Im gegenständlichen Wiedereinsetzungsfall begann die zweiwöchige Frist zur Stellung des Wiedereinsetzungsantrages mit der auch im Wiedereinsetzungsantrag nicht bestrittenen Zustellung des mit der Nichtbefolgung des Verbesserungsauftrages zur Vorlage des Vermögensbekenntnisses begründeten Zurückweisungsbeschlusses vom 14. Juli 2011. Diese erfolgte am 21. Juli 2011. Ausgehend von diesem Zustelldatum erweist sich der mit Schreiben vom 12. Dezember 2011 gestellte Wiedereinsetzungsantrag jedenfalls als verspätet. Mit dem unbestimmten Vorbringen im Wiedereinsetzungsantrag, die Antragstellerin habe sich "jedenfalls nach Zustellung des Beschlusses vom 14.07.2011 innerhalb von zwei Wochen" an den Verwaltungsgerichtshof gewendet, wird in keiner Weise eine rechtzeitige Antragstellung bescheinigt, zumal ein bezughabender Schriftverkehr nicht vor dem 12. September 2011 aktenkundig ist. Soweit die Antragstellerin darauf hinweist, dass sie erst im Dezember 2011 erfahren habe, dass ihr "dieses Rechtsmittel zustehe" und deshalb die Antragstellung vom 12. Dezember 2011 rechtzeitig erfolgt sei, macht sie der Sache nach Gründe für die Versäumung der Wiedereinsetzungsfrist geltend, wobei sie dazu auf den gesetzlichen Ausschluss der Wiedereinsetzung gegen die Versäumung der Frist zur Stellung des Wiedereinsetzungsantrages im § 46 Abs. 6 VwGG zu verweisen ist.

Dem Antrag auf Wiedereinsetzung in den vorigen Stand konnte damit schon wegen fehlender Rechtzeitigkeit keine Folge gegeben werden, wobei in Hinblick auf den Wortlaut des § 46 Abs. 4 VwGG durch Beschluss des Senates zu entscheiden war (vgl. z.B. den hg. Beschluss vom 28. Februar 2011, 2011/17/0022).

Im Übrigen steht auch das Vorbringen im Wiedereinsetzungsantrag, die Verfügung des Verwaltungsgerichtshofes vom 25. Mai 2011 sei der Antragstellerin nicht zugestellt worden, mit der hg.
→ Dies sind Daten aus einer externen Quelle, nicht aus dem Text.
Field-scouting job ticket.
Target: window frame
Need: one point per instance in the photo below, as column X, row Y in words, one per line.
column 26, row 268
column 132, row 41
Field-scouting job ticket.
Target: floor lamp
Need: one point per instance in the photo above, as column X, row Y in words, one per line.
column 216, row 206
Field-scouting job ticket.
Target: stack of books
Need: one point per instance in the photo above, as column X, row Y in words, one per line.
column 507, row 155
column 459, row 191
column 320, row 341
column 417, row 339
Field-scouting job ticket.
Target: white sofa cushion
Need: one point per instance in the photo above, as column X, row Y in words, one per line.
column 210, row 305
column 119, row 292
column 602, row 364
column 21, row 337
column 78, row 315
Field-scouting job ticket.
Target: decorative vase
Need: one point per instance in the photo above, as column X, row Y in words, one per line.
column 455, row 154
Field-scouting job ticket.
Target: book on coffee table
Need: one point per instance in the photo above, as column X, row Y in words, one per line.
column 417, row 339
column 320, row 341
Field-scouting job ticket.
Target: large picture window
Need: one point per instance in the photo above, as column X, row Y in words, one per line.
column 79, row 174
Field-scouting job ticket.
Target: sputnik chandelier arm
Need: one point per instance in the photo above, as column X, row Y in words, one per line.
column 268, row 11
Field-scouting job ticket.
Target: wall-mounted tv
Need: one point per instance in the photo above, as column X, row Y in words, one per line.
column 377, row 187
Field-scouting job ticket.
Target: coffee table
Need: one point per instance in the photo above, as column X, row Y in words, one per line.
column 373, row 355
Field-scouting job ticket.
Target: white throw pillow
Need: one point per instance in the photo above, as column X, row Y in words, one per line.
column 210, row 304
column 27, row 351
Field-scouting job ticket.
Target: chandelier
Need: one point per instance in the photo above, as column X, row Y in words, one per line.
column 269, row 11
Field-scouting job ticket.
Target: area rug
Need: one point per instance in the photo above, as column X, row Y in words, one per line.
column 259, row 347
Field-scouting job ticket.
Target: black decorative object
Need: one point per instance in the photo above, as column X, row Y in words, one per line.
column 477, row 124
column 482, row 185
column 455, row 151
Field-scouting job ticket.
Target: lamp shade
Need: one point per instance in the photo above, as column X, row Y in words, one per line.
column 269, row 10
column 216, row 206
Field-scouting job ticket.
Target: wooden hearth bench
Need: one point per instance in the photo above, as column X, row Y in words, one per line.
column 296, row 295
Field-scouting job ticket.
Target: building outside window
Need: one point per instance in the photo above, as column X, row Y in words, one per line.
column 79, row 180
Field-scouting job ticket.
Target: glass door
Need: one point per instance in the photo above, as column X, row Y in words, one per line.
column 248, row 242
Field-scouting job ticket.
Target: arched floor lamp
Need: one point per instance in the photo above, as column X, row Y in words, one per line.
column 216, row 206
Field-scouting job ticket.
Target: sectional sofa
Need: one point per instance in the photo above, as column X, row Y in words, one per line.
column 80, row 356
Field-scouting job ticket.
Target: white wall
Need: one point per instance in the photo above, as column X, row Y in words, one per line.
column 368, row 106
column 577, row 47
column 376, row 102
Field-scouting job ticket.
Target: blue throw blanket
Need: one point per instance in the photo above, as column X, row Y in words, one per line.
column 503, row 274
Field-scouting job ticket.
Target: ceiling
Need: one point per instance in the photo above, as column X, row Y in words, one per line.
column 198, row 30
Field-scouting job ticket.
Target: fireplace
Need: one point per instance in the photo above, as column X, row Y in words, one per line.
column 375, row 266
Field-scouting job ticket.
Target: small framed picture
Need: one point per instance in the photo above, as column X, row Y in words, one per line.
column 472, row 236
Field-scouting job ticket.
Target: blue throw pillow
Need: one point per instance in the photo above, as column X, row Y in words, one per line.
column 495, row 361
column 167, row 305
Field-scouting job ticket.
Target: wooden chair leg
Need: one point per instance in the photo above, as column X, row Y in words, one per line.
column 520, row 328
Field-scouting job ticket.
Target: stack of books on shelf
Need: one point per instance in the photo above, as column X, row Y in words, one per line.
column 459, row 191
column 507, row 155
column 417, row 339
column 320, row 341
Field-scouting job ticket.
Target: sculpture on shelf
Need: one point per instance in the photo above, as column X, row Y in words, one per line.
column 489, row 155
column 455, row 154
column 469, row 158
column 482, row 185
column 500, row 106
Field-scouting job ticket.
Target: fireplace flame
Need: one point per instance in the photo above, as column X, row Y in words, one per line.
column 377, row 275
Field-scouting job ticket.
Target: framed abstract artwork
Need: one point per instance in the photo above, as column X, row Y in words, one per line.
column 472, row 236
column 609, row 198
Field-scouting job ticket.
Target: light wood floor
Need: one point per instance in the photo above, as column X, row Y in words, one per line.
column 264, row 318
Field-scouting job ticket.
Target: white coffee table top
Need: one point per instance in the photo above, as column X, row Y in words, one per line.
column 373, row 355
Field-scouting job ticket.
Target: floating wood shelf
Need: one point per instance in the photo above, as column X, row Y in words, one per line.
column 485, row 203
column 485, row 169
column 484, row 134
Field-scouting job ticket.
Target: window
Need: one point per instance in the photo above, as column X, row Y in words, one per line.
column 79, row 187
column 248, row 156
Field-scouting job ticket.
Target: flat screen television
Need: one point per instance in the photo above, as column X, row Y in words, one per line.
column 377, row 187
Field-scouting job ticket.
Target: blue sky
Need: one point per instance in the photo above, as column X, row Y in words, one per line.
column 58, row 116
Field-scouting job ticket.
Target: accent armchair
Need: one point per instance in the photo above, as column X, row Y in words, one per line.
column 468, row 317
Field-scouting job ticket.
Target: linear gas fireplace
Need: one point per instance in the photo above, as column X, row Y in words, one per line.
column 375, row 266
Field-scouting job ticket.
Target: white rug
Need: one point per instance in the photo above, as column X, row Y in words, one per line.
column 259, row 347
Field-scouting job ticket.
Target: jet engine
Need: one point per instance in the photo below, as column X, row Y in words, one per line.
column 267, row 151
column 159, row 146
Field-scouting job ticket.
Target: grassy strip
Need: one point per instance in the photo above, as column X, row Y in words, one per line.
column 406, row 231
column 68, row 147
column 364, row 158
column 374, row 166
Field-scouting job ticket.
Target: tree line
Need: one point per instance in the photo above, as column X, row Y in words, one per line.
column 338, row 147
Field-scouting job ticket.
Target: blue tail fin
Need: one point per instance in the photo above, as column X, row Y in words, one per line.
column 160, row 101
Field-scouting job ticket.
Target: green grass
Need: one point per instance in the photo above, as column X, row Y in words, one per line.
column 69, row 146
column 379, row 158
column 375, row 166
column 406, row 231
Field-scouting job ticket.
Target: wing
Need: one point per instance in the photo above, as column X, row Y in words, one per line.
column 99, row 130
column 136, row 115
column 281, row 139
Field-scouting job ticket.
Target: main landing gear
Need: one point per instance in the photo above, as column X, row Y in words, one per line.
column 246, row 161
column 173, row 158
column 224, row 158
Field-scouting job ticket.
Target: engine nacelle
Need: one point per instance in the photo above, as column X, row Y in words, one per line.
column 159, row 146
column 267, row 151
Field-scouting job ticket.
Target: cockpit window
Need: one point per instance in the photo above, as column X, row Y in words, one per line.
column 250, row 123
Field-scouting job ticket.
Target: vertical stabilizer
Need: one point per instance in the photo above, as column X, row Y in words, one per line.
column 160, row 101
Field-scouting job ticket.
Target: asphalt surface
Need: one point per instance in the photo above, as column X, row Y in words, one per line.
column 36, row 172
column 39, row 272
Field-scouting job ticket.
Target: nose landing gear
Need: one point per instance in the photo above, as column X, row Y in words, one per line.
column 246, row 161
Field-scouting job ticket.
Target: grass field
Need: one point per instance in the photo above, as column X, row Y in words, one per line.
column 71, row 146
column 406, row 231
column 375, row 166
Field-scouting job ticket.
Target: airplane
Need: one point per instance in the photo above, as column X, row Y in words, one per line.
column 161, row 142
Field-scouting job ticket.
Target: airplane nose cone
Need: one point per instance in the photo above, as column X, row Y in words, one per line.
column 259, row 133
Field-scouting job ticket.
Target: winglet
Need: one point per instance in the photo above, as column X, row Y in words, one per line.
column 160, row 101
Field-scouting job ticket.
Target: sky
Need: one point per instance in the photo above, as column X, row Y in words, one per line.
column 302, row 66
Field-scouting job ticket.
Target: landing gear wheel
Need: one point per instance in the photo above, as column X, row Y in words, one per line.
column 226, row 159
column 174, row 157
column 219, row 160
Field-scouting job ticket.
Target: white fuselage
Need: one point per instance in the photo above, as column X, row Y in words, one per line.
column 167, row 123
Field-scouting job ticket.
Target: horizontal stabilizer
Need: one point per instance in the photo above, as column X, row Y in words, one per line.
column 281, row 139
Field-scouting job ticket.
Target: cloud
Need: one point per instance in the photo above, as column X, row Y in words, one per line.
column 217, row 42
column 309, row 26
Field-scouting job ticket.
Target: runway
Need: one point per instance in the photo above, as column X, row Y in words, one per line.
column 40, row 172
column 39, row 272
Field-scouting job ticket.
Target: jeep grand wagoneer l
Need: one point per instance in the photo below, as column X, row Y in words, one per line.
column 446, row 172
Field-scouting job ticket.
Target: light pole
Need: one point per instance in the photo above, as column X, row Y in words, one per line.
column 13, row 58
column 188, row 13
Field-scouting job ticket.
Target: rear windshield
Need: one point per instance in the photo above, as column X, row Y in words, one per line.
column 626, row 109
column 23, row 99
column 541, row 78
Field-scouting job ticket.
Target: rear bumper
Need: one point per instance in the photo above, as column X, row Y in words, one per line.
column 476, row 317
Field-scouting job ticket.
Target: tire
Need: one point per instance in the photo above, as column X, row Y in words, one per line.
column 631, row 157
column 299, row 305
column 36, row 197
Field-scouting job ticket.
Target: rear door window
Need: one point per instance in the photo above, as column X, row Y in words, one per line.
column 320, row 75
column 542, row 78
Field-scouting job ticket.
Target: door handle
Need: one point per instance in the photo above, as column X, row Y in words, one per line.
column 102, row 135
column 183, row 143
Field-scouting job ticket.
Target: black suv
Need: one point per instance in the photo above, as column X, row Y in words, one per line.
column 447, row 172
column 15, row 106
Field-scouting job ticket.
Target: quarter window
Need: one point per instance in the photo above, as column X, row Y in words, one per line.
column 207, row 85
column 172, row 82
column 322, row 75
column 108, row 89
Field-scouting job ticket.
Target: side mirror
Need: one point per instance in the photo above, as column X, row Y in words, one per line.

Aktenlage nicht im Einklang, weil die Verfügung zwar an eine unrichtige Adresse gerichtet war, in Erfüllung eines Nachsendeauftrages aber ebenfalls an die Wohnadresse in S. gesandt und dort laut der Übernahmebestätigung auf dem Rückschein am 31. Mai 2011 in gleicher Weise

wie der Beschluss vom 14. Juli 2011 von einem "Mitbewohner" (Zusatz offensichtlich "Vater") übernommen worden war.